We are in unchartered territory with COVID-19, and it is not entirely clear under the statutes whether electronic meetings satisfy all the requirements of open meetings laws. However, it is clear that any move to electronic meetings is not an effort to exclude the public, but a difficult decision made to protect board members and the public from spread of the coronavirus. It is also a step taken in compliance with Governor Cooper’s ban of gatherings of 50 or more people, including local government board meetings, and President Trump’s recommendation against gatherings of 10 or more people. 

According to the North Carolina Court of Appeals, the open meetings laws are satisfied as long as the public body takes “reasonable measures” to accommodate members of the public, even if some of them are not actually able to attend. A Court would likely consider an electronic meeting a reasonable measure to accommodate the public and provide access to official meetings considering the public health and safety concerns. Especially if the public entity took as many steps possible to make the public aware of the meeting and to provide electronic or telephonic access to the public.

If a meeting is conducted by electronic means, then N.C.G.S. § 143-318.13 will apply:

§ 143-318.13.  Electronic meetings; written ballots; acting by reference. Electronic Meetings. – If a public body holds an official meeting by use of conference telephone or other electronic means, it shall provide a location and means whereby members of the public may listen to the meeting and the notice of the meeting required by this Article shall specify that location. A fee of up to twenty-five dollars ($25.00) may be charged each such listener to defray in part the cost of providing the necessary location and equipment.

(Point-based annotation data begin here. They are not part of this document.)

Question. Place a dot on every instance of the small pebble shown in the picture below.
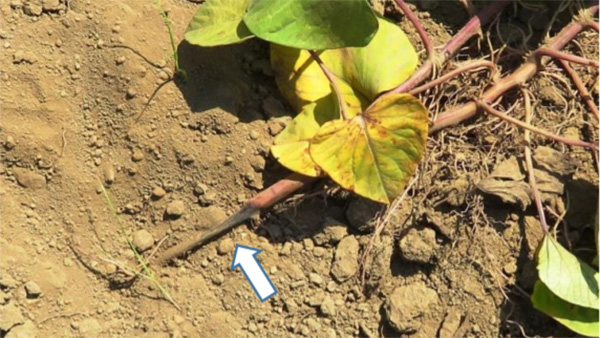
(175, 208)
(218, 279)
(254, 134)
(131, 93)
(225, 246)
(327, 307)
(158, 192)
(137, 155)
(315, 279)
(143, 240)
(9, 143)
(33, 289)
(109, 174)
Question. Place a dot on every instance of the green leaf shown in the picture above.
(567, 276)
(579, 319)
(218, 22)
(312, 24)
(290, 147)
(361, 73)
(375, 153)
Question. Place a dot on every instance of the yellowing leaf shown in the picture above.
(362, 73)
(375, 153)
(218, 22)
(579, 319)
(290, 147)
(301, 81)
(566, 275)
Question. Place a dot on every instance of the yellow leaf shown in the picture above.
(375, 153)
(362, 73)
(290, 147)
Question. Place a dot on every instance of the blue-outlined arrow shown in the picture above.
(245, 258)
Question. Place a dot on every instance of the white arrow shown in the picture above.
(245, 258)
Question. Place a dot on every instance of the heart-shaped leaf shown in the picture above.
(218, 22)
(567, 276)
(362, 73)
(375, 153)
(312, 24)
(579, 319)
(290, 147)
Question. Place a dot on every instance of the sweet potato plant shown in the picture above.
(351, 76)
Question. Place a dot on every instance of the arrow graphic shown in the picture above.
(245, 258)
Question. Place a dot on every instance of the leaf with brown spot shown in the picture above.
(374, 154)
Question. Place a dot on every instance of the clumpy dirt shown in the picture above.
(455, 259)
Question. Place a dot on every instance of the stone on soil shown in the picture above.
(29, 179)
(418, 245)
(405, 306)
(175, 208)
(345, 263)
(143, 240)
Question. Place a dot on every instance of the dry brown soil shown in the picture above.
(454, 259)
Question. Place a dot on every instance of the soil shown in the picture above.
(455, 259)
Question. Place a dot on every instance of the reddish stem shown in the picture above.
(518, 77)
(422, 33)
(470, 29)
(583, 92)
(532, 182)
(545, 51)
(485, 106)
(471, 65)
(332, 81)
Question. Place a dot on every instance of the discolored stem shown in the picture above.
(518, 77)
(471, 65)
(583, 92)
(266, 198)
(485, 106)
(457, 41)
(332, 82)
(532, 181)
(545, 51)
(420, 30)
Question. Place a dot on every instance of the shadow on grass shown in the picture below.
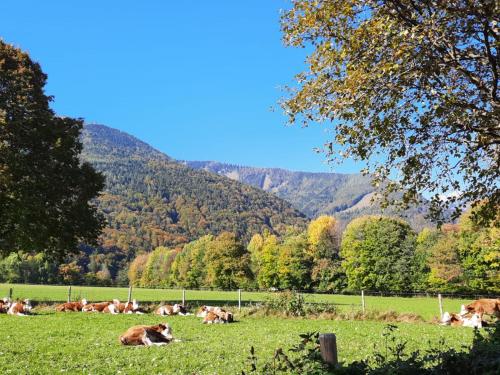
(482, 357)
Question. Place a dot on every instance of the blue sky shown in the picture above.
(195, 79)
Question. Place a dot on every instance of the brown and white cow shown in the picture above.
(176, 309)
(470, 320)
(20, 308)
(212, 318)
(4, 305)
(128, 308)
(160, 334)
(72, 306)
(218, 316)
(489, 306)
(111, 309)
(204, 310)
(96, 307)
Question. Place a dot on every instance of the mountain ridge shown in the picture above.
(151, 200)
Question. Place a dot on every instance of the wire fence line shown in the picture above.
(79, 291)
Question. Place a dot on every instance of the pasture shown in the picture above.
(426, 307)
(49, 342)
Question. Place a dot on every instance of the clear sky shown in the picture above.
(195, 79)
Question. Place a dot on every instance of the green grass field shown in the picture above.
(80, 343)
(87, 343)
(428, 308)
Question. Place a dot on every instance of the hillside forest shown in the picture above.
(372, 253)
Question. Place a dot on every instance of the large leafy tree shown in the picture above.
(379, 254)
(227, 262)
(410, 87)
(45, 191)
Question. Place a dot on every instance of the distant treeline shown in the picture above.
(372, 253)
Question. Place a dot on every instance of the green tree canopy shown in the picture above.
(45, 191)
(379, 254)
(410, 87)
(227, 262)
(189, 268)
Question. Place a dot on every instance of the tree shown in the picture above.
(378, 254)
(227, 262)
(294, 263)
(71, 273)
(323, 237)
(157, 271)
(188, 269)
(479, 251)
(446, 272)
(410, 87)
(324, 242)
(45, 190)
(136, 269)
(267, 262)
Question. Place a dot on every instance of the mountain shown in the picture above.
(152, 200)
(345, 196)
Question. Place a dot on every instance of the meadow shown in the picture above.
(426, 307)
(87, 343)
(81, 343)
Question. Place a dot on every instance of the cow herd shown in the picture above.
(19, 308)
(210, 314)
(471, 315)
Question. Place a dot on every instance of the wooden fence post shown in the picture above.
(440, 299)
(328, 347)
(363, 300)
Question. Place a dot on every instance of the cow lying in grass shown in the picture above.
(176, 309)
(72, 306)
(218, 315)
(113, 307)
(4, 305)
(470, 320)
(128, 307)
(488, 306)
(20, 308)
(160, 334)
(204, 310)
(96, 307)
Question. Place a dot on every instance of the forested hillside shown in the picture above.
(345, 196)
(151, 200)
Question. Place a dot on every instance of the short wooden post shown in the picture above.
(328, 347)
(440, 299)
(363, 301)
(129, 298)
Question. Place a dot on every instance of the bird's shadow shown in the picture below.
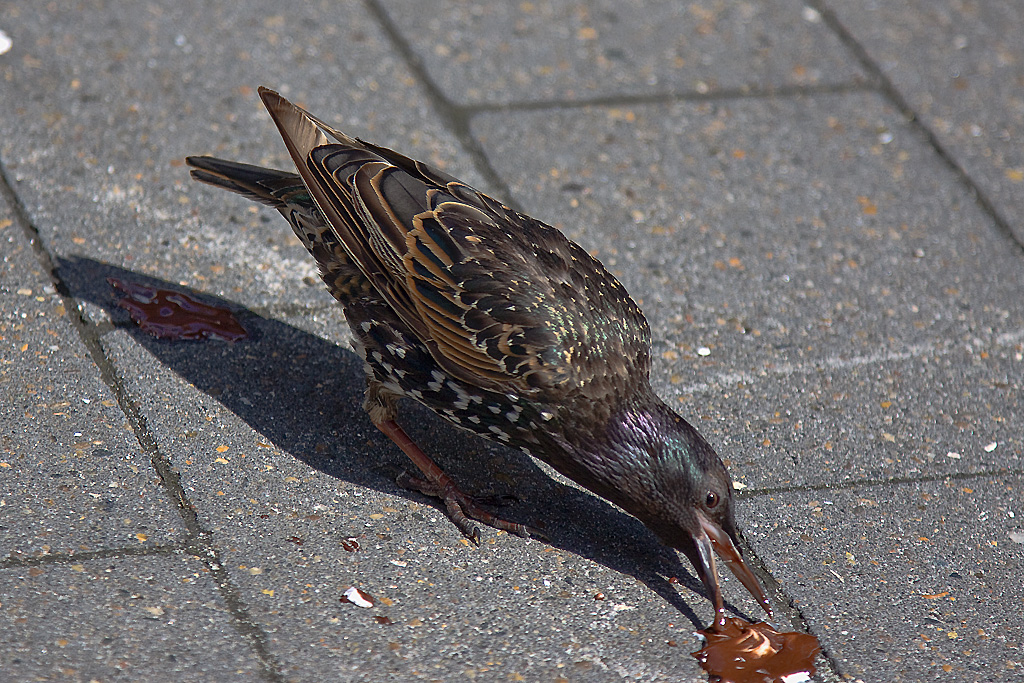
(301, 391)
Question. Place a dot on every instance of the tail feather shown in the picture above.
(266, 185)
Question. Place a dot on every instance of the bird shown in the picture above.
(500, 325)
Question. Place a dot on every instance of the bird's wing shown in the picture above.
(503, 301)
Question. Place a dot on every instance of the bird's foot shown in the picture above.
(463, 509)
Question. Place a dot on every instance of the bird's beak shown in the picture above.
(711, 540)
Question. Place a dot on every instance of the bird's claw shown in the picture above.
(463, 509)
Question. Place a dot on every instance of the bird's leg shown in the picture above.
(461, 507)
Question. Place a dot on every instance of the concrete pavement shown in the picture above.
(819, 206)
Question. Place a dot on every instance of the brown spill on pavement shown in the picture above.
(171, 314)
(742, 652)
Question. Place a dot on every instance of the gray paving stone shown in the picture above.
(915, 582)
(814, 272)
(960, 66)
(505, 52)
(287, 474)
(812, 282)
(74, 476)
(156, 617)
(93, 132)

A few options local governments can take to try and comply with open meetings laws if conducting meetings electronically to provide a location and for the public to listen to the meeting include:

  • Livestream the meeting online;
  • Provide a conference call-in number so residents without internet access can listen to meeting;
  • Waive any fees for the public to listen or watch the meeting;
  • Provide a link or call-in number for public session and a separate call-in or link for any closed session so both can be maintained simultaneously to accommodate pubic business verses closes session business. 

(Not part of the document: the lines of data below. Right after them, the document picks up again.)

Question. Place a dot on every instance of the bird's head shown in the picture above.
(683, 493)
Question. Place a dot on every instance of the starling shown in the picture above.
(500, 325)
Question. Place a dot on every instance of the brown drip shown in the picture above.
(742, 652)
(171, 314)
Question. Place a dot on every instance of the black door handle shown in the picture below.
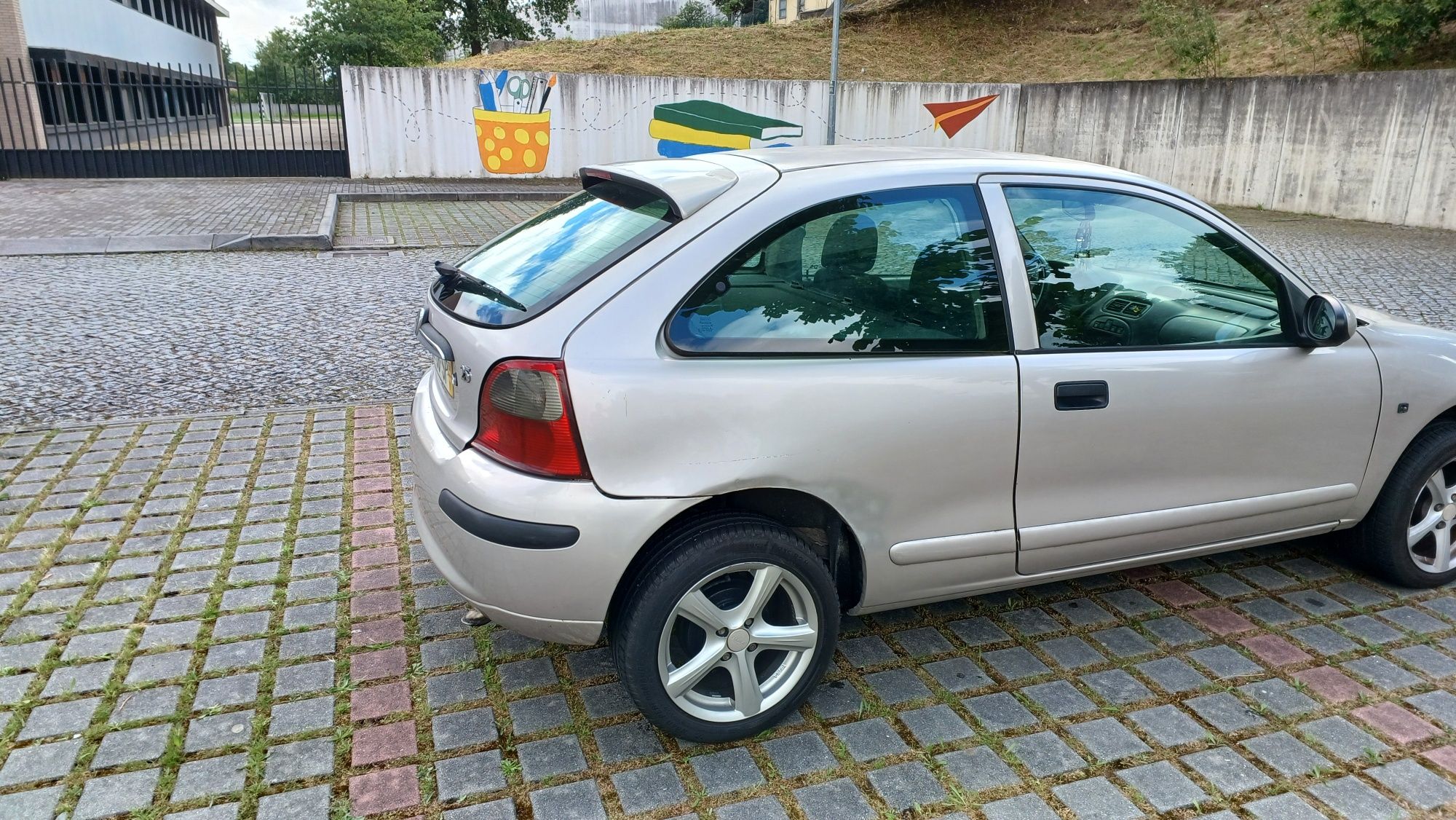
(1081, 395)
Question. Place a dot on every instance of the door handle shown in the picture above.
(1081, 395)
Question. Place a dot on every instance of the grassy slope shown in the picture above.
(965, 42)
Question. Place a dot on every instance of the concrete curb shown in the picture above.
(321, 241)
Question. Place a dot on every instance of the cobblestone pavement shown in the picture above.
(232, 617)
(123, 337)
(417, 225)
(36, 209)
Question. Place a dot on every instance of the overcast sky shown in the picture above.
(251, 21)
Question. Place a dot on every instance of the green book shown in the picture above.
(720, 119)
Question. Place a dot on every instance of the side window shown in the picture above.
(1115, 270)
(896, 272)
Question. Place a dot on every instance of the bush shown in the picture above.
(1189, 31)
(1387, 30)
(694, 15)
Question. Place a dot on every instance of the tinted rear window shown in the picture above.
(545, 259)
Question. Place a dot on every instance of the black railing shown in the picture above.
(107, 120)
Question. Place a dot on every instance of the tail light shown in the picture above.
(526, 419)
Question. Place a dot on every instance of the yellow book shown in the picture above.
(662, 130)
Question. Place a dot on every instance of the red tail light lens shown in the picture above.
(526, 419)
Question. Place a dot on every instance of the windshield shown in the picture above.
(541, 261)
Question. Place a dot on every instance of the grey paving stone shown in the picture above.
(979, 631)
(1107, 739)
(1168, 726)
(571, 802)
(146, 704)
(298, 717)
(1415, 783)
(215, 776)
(470, 776)
(906, 786)
(1323, 640)
(1021, 808)
(1174, 631)
(59, 719)
(1016, 663)
(867, 741)
(1381, 674)
(302, 805)
(924, 642)
(836, 800)
(464, 729)
(226, 691)
(1355, 800)
(959, 675)
(1000, 711)
(40, 762)
(538, 714)
(646, 790)
(935, 725)
(218, 732)
(129, 746)
(1173, 675)
(836, 700)
(1288, 806)
(1096, 799)
(1117, 687)
(1225, 662)
(1228, 771)
(550, 758)
(116, 795)
(1340, 738)
(299, 761)
(800, 755)
(1286, 755)
(1164, 786)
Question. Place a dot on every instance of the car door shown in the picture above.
(1166, 403)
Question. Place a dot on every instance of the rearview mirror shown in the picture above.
(1326, 323)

To meet the public notice requirement, use the methods of public notice reasonably available, including posting on the website and sending notice to email lists and lists of media who have requested notice. 

Another consideration for electronic meetings is how to handle public comment. Under the current circumstances, a court would likely consider a sign up for people to provide their public comment by phone call, video, or email a reasonable accommodation under the circumstances to allow the public to make comments to the board. 

When turning to electronic meetings, local governments will improve their chance of avoiding major legal consequences by taking steps to show they were making the meeting as transparent and open as they could under the circumstances. Even though it may require more leg work for Board members to conduct meetings this way, the extra effort now should pay off in the long run.